Greece agrees bailout deal
Marathon negotiations end issues over debt with its foreign lenders
GREECE and its international lenders have reached a multibillion euro bailout agreement on after talking through the night, potentially saving the country from financial ruin.
The agreement, reached after a 23-hour session of talks, must still be adopted by Greece’s parliament and euro zone countries. The single currency bloc’s finance ministers are due to meet on Friday, giving time to finalise the deal before a major debt repayment next week.
The negotiations appeared to have resolved all the main outstanding issues, after Greece’s leftist government effectively capitulated last month to creditors’ demands for deep austerity measures to receive loans.
“Finally, we have white smoke,” said a Greek Finance Ministry official after exhausted Greek officials emerged in a central Athens hotel to announce the two sides had agreed on terms. “An agreement has been reached.”
Finance Minister Euclid Tsakalotos confirmed only “two or three small issues” were pending. Greek shares rose, with the banking index surging six per cent.
“The institutions and the Greek authorities achieved an agreement in principle on a technical basis. Now as a next step, a political assess- ment will be made,” European commission spokeswoman Annika Breidhardt said in Brussels.
Still, officials in sceptical northern European countries remained cautious, pending final approval of the deal.
“There remains work to be done with details,” said Finland’s Finance Minister Alexander Stubb. “We must take one step at a time. Agreement is a big word.”
Approving the agreement would close a painful chapter of aid talks for Greece, which fought against austerity terms demanded by creditors for much of the year before relenting under the threat of being bounced out of the euro zone.

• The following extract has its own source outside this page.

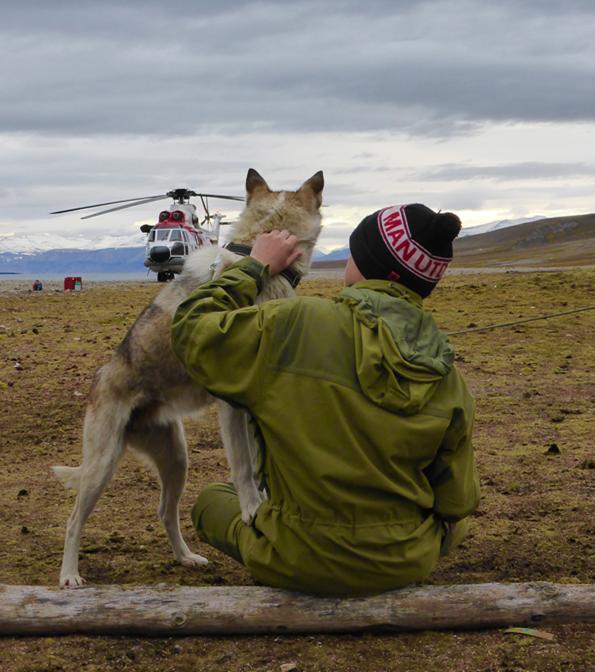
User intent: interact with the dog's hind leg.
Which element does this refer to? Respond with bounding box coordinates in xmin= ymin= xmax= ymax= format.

After a deal in principle last month, the latest round of talks began in Athens three weeks ago to craft an agreement covering details of reform measures, the timeline for their implementation and the amount of aid needed. The deal is expected to go before the Greek parliament today or tomorrow and then vetted by euro zone finance ministers on Friday. This would pave the way for aid disbursements by August 20.
Facing a revolt from the far-left of his leftist Syriza party, Prime Minister Alexis Tsipras is expected to again rely on opposition support to push the package through parliament.
Once the deal is ratified, he is expected to tighten his grip over the party by facing down rebels at a party congress next month before considering early elections.
Even then, doubts remain about whether a leftist government elected on a pledge to reverse austerity can implement the punishing terms of an agreement that critics say compromises the government’s basic principles.
Popular misgivings about funnelling yet more money to Athens run deep in Germany, the euro zone country that has contributed most to Greece’s two bailouts since 2010.
The overnight talks also found common ground on final fiscal targets that should govern the bailout effort.